Never discuss politics or religion at the dinner table. That isn’t a matter of etiquette, it just makes you a very poor dining companion.
The same goes for Twitter. As we get further and further up this list, a lot more explicitly political types are going to turn up. There’s something about the combination of holding earnest political beliefs as an adult, combined with the constant drip-feeding of idiocy that Twitter offers, that makes political accounts unbearable. And there’s a lot of them. Religion is a little different, though. It’s not really that big a Twitter industry.
Look, this is a list of the worst Twitter users “of note”. I’m sure there’s #tcot fundie gun nuts in Arizona who are worse at Twitter than @BonsaiSky. However, none of those guys can relentlessly shitpost their way around the entire site like he can.
@BonsaiSky is… American? Palestinian? Some country with a Muslim leader, anyway. He describes himself as a “FUNdamentalist”, which is cool as I always like to sum up the religious affiliations that dictate my entire life with the sort of pun you’d see on a £8 t-shirt down Camden Market.
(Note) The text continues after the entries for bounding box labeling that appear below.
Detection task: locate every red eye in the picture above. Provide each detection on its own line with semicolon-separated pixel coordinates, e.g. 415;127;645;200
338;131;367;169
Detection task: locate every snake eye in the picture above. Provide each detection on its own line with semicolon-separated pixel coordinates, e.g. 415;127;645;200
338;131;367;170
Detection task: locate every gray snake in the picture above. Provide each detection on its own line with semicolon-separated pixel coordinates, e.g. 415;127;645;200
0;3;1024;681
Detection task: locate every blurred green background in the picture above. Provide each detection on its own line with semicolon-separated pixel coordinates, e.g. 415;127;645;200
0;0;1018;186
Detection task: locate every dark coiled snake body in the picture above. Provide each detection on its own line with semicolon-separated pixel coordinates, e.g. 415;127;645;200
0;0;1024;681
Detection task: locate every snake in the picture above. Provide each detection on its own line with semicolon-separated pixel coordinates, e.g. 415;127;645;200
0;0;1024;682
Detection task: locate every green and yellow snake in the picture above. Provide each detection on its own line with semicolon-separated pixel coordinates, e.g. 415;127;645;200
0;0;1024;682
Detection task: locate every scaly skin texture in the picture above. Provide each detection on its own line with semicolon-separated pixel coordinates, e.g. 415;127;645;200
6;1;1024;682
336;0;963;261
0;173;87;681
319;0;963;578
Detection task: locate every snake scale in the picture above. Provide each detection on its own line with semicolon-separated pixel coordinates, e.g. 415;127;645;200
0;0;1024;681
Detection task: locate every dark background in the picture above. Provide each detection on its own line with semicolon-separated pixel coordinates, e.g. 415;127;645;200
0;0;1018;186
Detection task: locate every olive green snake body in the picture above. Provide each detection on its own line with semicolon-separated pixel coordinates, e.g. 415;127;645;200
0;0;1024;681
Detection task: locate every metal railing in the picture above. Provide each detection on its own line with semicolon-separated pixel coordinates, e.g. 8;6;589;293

I know there’s been the occasional spot of small-scale grief between us over the years, but I always assumed that the three proper religions (Catholicism, Islam, Judaism) shared certain traits compared to the other faiths: the knowledge that religion exists to make you hate yourself and the awareness that you should never, ever, broadcast your beliefs to other people.
@BonsaiSky didn’t get the message. The guy does more testifying than Joe Valachi. There was a point a few months ago where every single evening, the London TTs would contain something like #IslamHasTaughtMe or #AllahIsPrettyGoodIMHO. Of the usual ways to come to a new religion (post-mental breakdown and while imprisoned), none of them seem to suggest that a particularly persuasive hashtag is a great way of deciding how to live your life. I really don’t need my potential religious affiliation broadcast to me using a “Good Guy Greg” meme.
The reason @BonsaiSky is on here is because he’s like the trendy vicar of Twitter. We’re talking about something serious here: a design for living combined with the role of religion (and religious discrimination) in the 21st century. And as the vicars of old would have coped with this by getting their acoustic guitar out and singing “Father and Son”, @BonsaiSky treats it like, if Muhammad were to return to earth today, his Twitter feed would resemble @RevRunWisdom.
And, inevitably, behind the watery personality, there’s a sinister side to @BonsaiSky. After every “just dream your dream guys, you can do it!” tweet there’s a link to an article calling menstruating women unclean. I mean, come on son, Catholics stopped thinking that in about 1997.
@BonsaiSky is somehow bland and sinister at exactly the same time, like being held captive as a sexual slave by Travis.
Every TWEET is a seed that is planted. RETWEETS determine the number of branches. Changing for the better because of them are the FRUITS.
Lesson: Physical disabilities are often compensated by a huge heart & missed because of assumptions.
If you ever have trouble interpreting one of my tweets, err on the side of sarcasm.